Continuing through December 19, 2014
Organized by the Aperture Foundation, the traveling exhibition "Petrochemical America" reveals, bit by bit through a series of large scale photographs and elegantly designed visual narratives, the insidious grip of the petrochemical industry over nearly every aspect of contemporary society. The project, a collaboration between noted photographer Richard Misrach and Manhattan-based landscape architect Kate Orff, identifies itself as an artifact of the petroleum economy it implicates. In illustrating the inescapable presence of petrochemicals, the exhibition acknowledgments disclose the use of chemicals necessary in every step of the exhibition, from Misrach’s photographic process to Orff’s smartly designed graphic substrates and a hanging Plexiglas display — a substitute for the traditional glass vitrine — that deftly offers a view into the planning and creation of the exhibition.

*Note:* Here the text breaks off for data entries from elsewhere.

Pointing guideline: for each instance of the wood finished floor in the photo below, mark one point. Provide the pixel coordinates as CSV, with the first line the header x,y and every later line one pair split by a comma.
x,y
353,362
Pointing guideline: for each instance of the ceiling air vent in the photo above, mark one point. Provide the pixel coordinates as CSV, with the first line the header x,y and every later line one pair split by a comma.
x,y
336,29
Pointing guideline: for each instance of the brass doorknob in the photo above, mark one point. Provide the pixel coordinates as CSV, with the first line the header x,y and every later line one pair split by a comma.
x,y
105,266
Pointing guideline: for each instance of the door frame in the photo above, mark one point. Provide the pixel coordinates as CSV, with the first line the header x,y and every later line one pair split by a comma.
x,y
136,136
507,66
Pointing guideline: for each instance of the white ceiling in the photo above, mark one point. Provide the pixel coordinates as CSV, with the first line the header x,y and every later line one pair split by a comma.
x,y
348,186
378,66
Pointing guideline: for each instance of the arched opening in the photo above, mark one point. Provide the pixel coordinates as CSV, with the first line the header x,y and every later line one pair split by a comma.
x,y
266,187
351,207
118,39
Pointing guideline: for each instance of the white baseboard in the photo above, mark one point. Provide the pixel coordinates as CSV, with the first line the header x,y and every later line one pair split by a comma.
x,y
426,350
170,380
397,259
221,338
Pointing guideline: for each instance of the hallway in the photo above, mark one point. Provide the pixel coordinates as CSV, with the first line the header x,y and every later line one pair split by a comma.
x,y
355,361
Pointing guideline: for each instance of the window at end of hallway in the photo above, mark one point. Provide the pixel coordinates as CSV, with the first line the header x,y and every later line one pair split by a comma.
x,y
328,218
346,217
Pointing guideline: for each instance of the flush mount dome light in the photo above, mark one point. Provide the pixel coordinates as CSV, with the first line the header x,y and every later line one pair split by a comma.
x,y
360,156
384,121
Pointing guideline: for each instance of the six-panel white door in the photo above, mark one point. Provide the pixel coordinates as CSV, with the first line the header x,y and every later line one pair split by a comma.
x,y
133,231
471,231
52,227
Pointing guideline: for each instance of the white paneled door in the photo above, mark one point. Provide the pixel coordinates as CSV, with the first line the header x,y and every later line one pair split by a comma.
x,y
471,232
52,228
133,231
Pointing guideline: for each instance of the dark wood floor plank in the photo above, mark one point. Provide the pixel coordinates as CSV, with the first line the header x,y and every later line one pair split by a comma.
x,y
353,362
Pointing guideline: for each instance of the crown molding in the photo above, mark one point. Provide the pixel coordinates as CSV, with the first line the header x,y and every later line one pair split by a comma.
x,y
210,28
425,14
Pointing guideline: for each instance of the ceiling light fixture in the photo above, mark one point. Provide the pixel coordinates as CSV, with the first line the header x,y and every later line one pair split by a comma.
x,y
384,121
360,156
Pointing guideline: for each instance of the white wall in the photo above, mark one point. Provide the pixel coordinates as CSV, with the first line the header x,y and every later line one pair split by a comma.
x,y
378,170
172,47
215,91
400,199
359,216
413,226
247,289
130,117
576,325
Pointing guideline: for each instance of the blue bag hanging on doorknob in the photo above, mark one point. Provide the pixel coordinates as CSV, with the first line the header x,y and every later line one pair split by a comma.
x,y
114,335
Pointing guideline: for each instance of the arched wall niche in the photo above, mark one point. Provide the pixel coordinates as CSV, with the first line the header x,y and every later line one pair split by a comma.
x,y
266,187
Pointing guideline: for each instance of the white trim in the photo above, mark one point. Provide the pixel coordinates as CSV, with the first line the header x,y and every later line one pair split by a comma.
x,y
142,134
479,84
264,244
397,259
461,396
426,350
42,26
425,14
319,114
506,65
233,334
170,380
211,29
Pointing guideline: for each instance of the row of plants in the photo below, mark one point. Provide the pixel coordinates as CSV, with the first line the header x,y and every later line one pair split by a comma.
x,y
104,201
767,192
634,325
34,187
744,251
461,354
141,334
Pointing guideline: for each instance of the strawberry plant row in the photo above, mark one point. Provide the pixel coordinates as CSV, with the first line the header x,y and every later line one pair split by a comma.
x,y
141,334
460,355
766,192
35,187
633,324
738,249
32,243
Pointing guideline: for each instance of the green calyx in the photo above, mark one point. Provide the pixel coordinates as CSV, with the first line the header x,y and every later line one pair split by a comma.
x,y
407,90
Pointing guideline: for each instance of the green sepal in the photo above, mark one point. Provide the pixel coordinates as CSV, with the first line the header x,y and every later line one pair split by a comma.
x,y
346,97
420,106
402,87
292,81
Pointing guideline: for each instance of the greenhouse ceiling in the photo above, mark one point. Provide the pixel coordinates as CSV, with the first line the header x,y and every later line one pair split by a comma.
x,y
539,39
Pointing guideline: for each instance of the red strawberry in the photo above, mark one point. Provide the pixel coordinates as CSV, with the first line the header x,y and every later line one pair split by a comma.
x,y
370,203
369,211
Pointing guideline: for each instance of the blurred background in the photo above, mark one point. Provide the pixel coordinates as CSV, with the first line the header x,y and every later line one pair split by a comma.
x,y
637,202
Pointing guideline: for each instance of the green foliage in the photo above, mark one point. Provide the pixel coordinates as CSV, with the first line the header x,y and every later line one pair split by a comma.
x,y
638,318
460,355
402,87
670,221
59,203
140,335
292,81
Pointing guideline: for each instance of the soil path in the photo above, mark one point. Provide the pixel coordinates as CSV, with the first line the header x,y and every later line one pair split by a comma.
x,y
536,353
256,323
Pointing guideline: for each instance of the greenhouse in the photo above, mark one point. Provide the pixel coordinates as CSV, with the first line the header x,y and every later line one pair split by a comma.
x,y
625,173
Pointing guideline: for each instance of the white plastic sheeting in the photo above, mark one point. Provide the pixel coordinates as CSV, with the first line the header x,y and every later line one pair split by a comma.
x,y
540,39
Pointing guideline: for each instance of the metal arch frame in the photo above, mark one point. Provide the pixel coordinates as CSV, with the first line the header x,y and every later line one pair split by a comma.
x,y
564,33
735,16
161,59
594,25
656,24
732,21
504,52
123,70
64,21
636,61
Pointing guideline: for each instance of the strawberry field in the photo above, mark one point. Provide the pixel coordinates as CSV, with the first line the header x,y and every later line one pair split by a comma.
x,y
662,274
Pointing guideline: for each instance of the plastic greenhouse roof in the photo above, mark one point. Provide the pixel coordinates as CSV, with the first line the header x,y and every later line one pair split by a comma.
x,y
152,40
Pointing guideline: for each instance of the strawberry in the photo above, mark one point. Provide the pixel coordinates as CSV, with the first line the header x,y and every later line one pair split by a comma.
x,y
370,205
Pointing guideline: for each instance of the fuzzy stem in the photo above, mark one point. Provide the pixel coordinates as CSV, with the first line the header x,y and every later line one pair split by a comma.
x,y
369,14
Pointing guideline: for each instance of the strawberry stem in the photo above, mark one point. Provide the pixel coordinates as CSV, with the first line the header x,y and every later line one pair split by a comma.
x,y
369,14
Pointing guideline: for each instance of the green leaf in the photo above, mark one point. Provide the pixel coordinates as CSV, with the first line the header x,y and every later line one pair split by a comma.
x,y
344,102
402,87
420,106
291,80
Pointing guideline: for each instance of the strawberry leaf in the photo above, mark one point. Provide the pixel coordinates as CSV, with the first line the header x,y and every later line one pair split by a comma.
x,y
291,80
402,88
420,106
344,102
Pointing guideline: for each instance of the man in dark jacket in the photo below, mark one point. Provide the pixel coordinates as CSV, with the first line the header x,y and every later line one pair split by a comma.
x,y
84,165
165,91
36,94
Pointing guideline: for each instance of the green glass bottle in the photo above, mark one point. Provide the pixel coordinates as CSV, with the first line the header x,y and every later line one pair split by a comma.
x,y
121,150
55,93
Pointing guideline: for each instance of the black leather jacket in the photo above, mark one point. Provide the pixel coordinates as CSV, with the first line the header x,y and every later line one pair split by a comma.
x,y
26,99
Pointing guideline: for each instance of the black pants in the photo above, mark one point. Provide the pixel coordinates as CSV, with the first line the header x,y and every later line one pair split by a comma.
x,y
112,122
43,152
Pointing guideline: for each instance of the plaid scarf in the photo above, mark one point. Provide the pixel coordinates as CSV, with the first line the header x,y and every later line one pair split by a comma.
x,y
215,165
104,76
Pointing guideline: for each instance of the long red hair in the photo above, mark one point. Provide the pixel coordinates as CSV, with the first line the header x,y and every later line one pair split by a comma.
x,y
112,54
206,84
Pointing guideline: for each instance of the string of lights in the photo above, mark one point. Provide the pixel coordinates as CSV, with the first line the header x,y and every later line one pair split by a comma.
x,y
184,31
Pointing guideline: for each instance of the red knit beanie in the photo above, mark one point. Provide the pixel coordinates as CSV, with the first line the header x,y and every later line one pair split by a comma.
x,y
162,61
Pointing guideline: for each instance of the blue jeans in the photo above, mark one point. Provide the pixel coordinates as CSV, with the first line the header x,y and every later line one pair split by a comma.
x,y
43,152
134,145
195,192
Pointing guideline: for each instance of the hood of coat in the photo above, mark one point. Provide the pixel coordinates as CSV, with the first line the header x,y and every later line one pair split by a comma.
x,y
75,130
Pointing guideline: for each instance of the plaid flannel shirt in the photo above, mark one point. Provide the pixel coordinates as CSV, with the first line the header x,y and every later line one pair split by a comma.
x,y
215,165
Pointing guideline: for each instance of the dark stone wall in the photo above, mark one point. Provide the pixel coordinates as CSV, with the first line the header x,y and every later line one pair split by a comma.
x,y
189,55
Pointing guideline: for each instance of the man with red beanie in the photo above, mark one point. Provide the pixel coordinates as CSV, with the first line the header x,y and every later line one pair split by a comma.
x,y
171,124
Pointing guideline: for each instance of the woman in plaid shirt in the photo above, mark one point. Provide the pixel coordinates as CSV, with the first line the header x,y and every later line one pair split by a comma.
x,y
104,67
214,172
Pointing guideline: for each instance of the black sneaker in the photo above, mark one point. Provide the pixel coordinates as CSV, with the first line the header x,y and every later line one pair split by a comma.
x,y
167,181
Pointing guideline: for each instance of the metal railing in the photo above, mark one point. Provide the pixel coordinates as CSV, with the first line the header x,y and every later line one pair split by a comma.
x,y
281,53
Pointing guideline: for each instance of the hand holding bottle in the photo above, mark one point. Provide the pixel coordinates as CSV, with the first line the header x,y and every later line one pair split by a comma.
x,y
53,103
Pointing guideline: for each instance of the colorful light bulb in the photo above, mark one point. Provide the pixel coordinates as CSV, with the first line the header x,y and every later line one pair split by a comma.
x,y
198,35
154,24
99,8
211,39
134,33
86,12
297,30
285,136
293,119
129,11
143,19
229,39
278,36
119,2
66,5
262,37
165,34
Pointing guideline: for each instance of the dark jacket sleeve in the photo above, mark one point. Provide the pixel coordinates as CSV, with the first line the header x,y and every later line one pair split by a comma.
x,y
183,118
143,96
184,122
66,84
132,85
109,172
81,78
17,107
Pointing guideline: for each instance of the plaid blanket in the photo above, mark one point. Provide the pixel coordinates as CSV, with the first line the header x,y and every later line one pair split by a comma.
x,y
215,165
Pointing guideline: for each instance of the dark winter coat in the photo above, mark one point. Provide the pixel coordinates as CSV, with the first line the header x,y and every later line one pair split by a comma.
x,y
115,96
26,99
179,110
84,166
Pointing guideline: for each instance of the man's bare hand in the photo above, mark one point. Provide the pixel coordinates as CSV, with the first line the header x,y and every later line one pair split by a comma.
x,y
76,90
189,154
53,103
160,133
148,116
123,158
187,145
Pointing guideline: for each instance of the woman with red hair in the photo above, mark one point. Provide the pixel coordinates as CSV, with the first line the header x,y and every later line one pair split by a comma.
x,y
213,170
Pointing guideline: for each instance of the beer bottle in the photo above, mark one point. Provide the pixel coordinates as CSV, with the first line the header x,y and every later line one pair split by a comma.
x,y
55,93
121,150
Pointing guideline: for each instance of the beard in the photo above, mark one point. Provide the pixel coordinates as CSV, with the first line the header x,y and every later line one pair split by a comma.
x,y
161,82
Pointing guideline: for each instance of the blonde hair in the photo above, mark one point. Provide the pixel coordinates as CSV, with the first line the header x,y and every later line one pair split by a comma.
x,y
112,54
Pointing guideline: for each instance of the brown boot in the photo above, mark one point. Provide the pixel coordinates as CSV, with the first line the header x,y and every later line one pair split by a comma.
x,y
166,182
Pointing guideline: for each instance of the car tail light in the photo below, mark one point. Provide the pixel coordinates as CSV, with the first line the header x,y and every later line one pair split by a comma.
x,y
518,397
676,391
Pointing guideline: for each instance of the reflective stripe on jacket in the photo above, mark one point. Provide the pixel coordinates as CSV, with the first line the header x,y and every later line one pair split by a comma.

Misrach’s immersive photographs, taken along the waterways and the communities around the Mississippi River, range from documentary to moody and foreboding. Some, like "Hazardous Waste Containment Site, Dow Chemical Corporation, Mississippi River, Plaquemine, Louisiana," evoke scenes from Andrei Tarkovsky’s 1979 film, “Stalker,” which was filmed at an abandoned hydroelectric plant downstream from a chemical factory. Orff’s graphics demonstrate, with cumulative effect, the pervasiveness of petroleum as it cycles through our water, soil and food chain. The final blow falls with the dawning realization of the global effect. A stylized world map, littered with Orff’s icons representing various oil refineries, chemical effluents and industrial waste products reveals concentrations of carcinogens and environmental threats on every continent and every coastline.